DNA plasmid pBOS-H2B-GFP that expresses H2B-GFP was from BD Pharmingen. mCherry-actin (Lu et al., 2009) and H2B-mCherry (Lu et al., 2011) were previously described. To construct H2B-Myc, the coding sequence of H2B was first PCR-amplified from pBOS-H2B-GFP using a pair of oligonucleotide primers (5’-GAT GCA CTC GAG TCG CCA CCA TGC CAG AGC CAG CGA AG-3’ and 5’-CAT GTT GTC GAC CTT AGC GCT GGT GTA CTT G-3’). The PCR product was then digested by XhoI/SalI and ligated into pDMyc-neo-N1 vector (Tie et al., 2018) using the same restriction sites. Mouse anti-human GS27 monoclonal antibody (#611034) was from BD Biosciences. Mouse anti-Myc tag monoclonal antibody (#sc-40) was from Santa Cruz. Alexa Fluor 488, 594, 647 and 680-conjugated goat antibodies against mouse IgG were from Thermo Fisher Scientific.
Immunofluorescence labeling
HeLa cells were seeded onto Φ 12 mm glass coverslips and cultured in DMEM supplemented with 10% fetal bovine serum at 37 °C in a CO2 incubator. Transfection was performed using Lipofectamine2000 (Invitrogen). Cells expressing H2B-GFP or –mCherry were fixed by 4% paraformaldehyde in PBS at room temperature for 20 min. Residual paraformaldehyde was neutralized using 100 mM ammonium chloride. Cells expressing H2B-Myc were fixed by methanol at – 20 °C and subsequently washed by PBS. For immunofluorescence labeling, both paraformaldehyde and methanol fixed cells are incubated with primary antibody diluted in the antibody dilution buffer (PBS supplemented with 5% FBS, 2% bovine serum albumin and 0.1% saponin (Sigma-Aldrich)). After PBS washing, cells were incubated with fluorescence-conjugated secondary antibody diluted in the antibody dilution buffer. At last, the coverslip was washed in PBS and mounted in Mowiol 4-88 (EMD Millipore).
Imaging
Images were acquired under an inverted wide-field microscope system, comprising Olympus IX83 equipped with 100x (U plan super apochromat, NA 1.40) oil objective lens, a motorized stage, motorized filter cubes, motorized filter wheels housing different excitation and emission filters, a scientific complementary metal-oxide semiconductor camera (Neo; Andor) and a 200 W metal-halide excitation light source (Lumen Pro 200; Prior Scientific). All filters were from Chroma Technology Corp. The configuration of filter cubes is listed below (catalog numbers are in the order of the excitation filter, dichroic mirror and emission filter): channel G (ET470/40x, T495lpxr and ET525/50m), channel R (ET560/40x, T585lpxr and ET630/75m) and channel B (ET620/60x, T660lpxr and ET700/75m).
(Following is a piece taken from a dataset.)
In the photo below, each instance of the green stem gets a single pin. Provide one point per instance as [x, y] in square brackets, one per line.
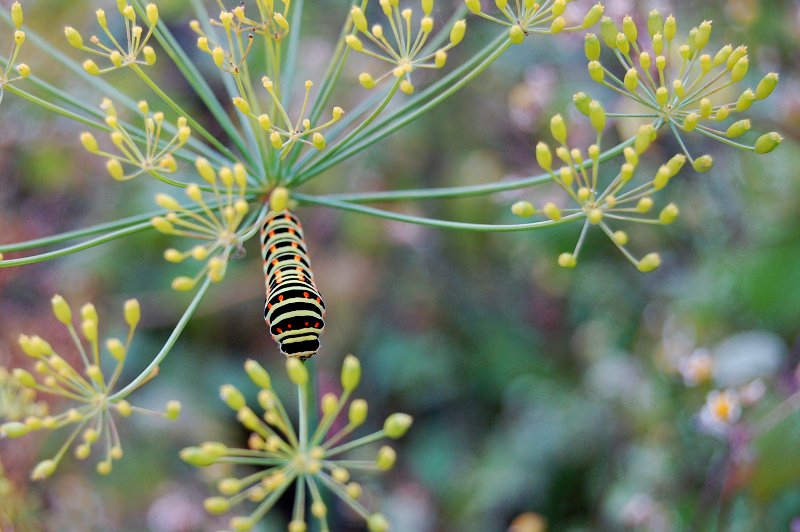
[23, 261]
[415, 108]
[173, 337]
The same dichroic mirror (89100bs) is shared among all channels using the filter wheel, the configuration of which is listed below (catalog numbers are in the order of the excitation and emission filter): channel G (ET490/20x and ET525/36m), channel R (ET555/25x and ET605/52m) and channel B (ET645/30x and ET705/72m). The microscope system was controlled by MetaMorph software (Molecular Devices) and only center quadrant of the camera sensor was used for imaging.
Image processing and analysis
All image analysis and manipulations were performed in ImageJ (http://imagej.nih.gov/ij/). Images were Gaussian filtered (radius equals 2 pixels) and background-subtracted before further processing and analysis.
Author contributions
LL conceived and supervised the study and designed experiments. HCT performed experiments. LL and HCT analyzed the data and prepared figures. LL wrote the manuscript.
Acknowledgements
This work was supported by the following grants to L.L.: MOE AcRF Tier1 RG35/17, Tier2 MOE2015-T2-2-073 and MOE2018-T2-2-026.